When did a dam failure in the Ukraine affect wildlife in Sweden for 30+ years? It's kind of a several-orders-of-magnitude larger area being affected for orders-of-magniture longer timespans.

Exxon valdez and even deepwater horizon is ancient history, Chernobyl is not, in fact it's current events. And will be, for the foreseeable future, as will Fukushima.

No Japanese alive today will stop paying for Fukushima for as long as they live. Are any other costs from the tsunami still ongoing?

>Happy to be proven wrong, but

Won't prove you wrong but maybe it will make you reconsider the link as a support of your argument:

Danger is what could happen, not what has actually happened.

A loaded gun is dangerous even if it hasn't been fired yet, nuclear plants are dangerous even if they haven't been bunker-buster-bombed yet. More so than any coal plant, tanker ship or hydro dam.

1 comments

This is exactly my point. You are looking at a single fantastic instance: you could have 100 Chernobyls and it would still be less destruction, illness, and death per TWh. To consider Deepwater Horizon "ancient history" is a particularly astonishing claim

> nuclear plants are dangerous even if they haven't been bunker-buster-bombed yet. More so than any coal plant, tanker ship or hydro dam

Banqiao dam was a single hydroelectric installation, for which the estimated death toll of its failure is in the ballpark of every nuclear death combined including Hiroshima and Nagasaki

>you could have 100 Chernobyls and it would still be less destruction

Sorry but this isn't true. You base this claim on what has happened but not what could have happened, which is a mistake.

The actual truth is that 1 Chernobyl almost ruined Europe. If the heroic individuals who managed to stop the graphite fire had said "f it I'm outta here" instead of sacrificing their lives, it would have made large areas in far corners of Europe uninhabitable, and even larger areas unsuitable for farming, for decades.

This is not hyperbole, it is a likely outcome based on the amount of material that would have been released and prevailing weather patterns.

It didn't actually happen, but it could have. We were spared the worst case scenarios from Chernobyl.

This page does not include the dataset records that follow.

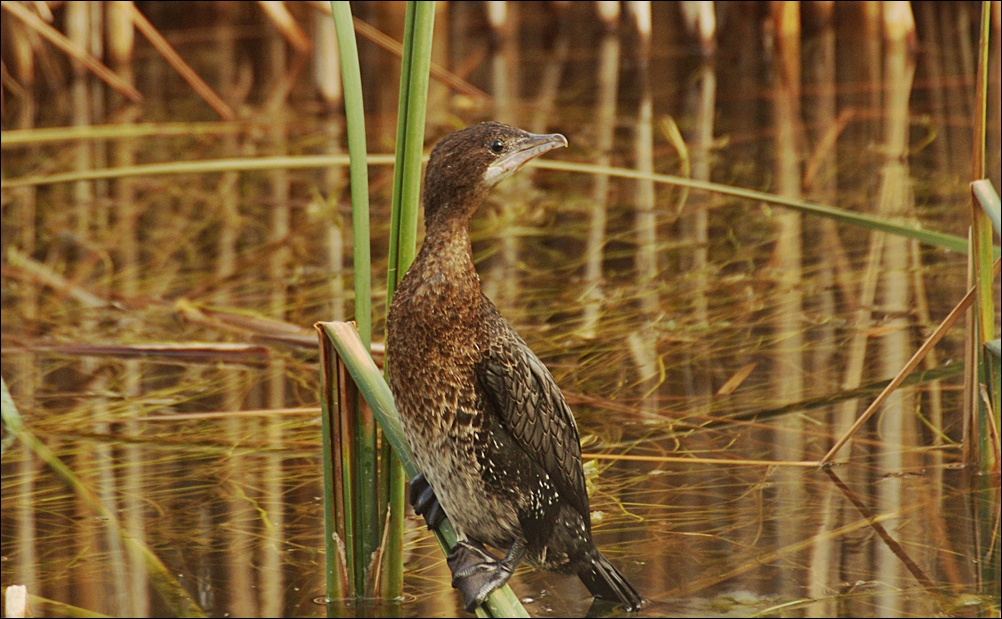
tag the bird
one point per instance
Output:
(495, 442)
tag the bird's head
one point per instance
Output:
(467, 163)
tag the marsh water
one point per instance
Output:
(711, 348)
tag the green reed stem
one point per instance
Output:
(365, 508)
(414, 77)
(415, 71)
(162, 579)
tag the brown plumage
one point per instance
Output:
(489, 428)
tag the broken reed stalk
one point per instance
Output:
(342, 348)
(933, 340)
(356, 445)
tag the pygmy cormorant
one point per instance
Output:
(496, 443)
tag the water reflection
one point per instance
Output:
(666, 329)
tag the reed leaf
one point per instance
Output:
(358, 478)
(376, 392)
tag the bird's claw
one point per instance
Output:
(476, 573)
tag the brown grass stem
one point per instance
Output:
(913, 363)
(807, 464)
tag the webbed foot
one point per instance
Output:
(425, 502)
(476, 573)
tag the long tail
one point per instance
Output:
(604, 581)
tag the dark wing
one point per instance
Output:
(527, 400)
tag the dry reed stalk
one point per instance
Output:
(917, 358)
(174, 59)
(604, 123)
(74, 49)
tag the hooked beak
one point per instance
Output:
(533, 145)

100 Chernobyls would not have been 100 Chernobyls that lasted for a week, most of them would have pumped out sterilizing levels of radiation for months. Nothing humans have done to date would be comparable to such a scenario.

Danger is not related to what has happened, but what could happen. This is important to keep in mind when discussing things that will have consequences for centuries. Many things happen over centuries, we're not even a century from WW2 yet.

>To consider Deepwater Horizon "ancient history" is a particularly astonishing claim

Figuratively, of course. I meant that the deepwater event is handled and done. We don't actively need to consider how to handle it today. Nature is still recovering but you can eat any fish you catch in the gulf without worrying about the oil spill and you don't need to clean any birds.

Chernobyl is not over, and won't be for the foreseeable future. It could cause new fallout 100 years from now, our grandchildren might have to pay for a new sarcophagus, at the very least pay for maintenance of the existing one. It is an ongoing cost on several national budgets.

Only a very few things that humans do really compares to the the consequences from nuclear power. It's troubling to see it being so severely misunderstood and belittled even on a forum like this. If we decide to do it it should at the very least be with a good understanding of the actual risks.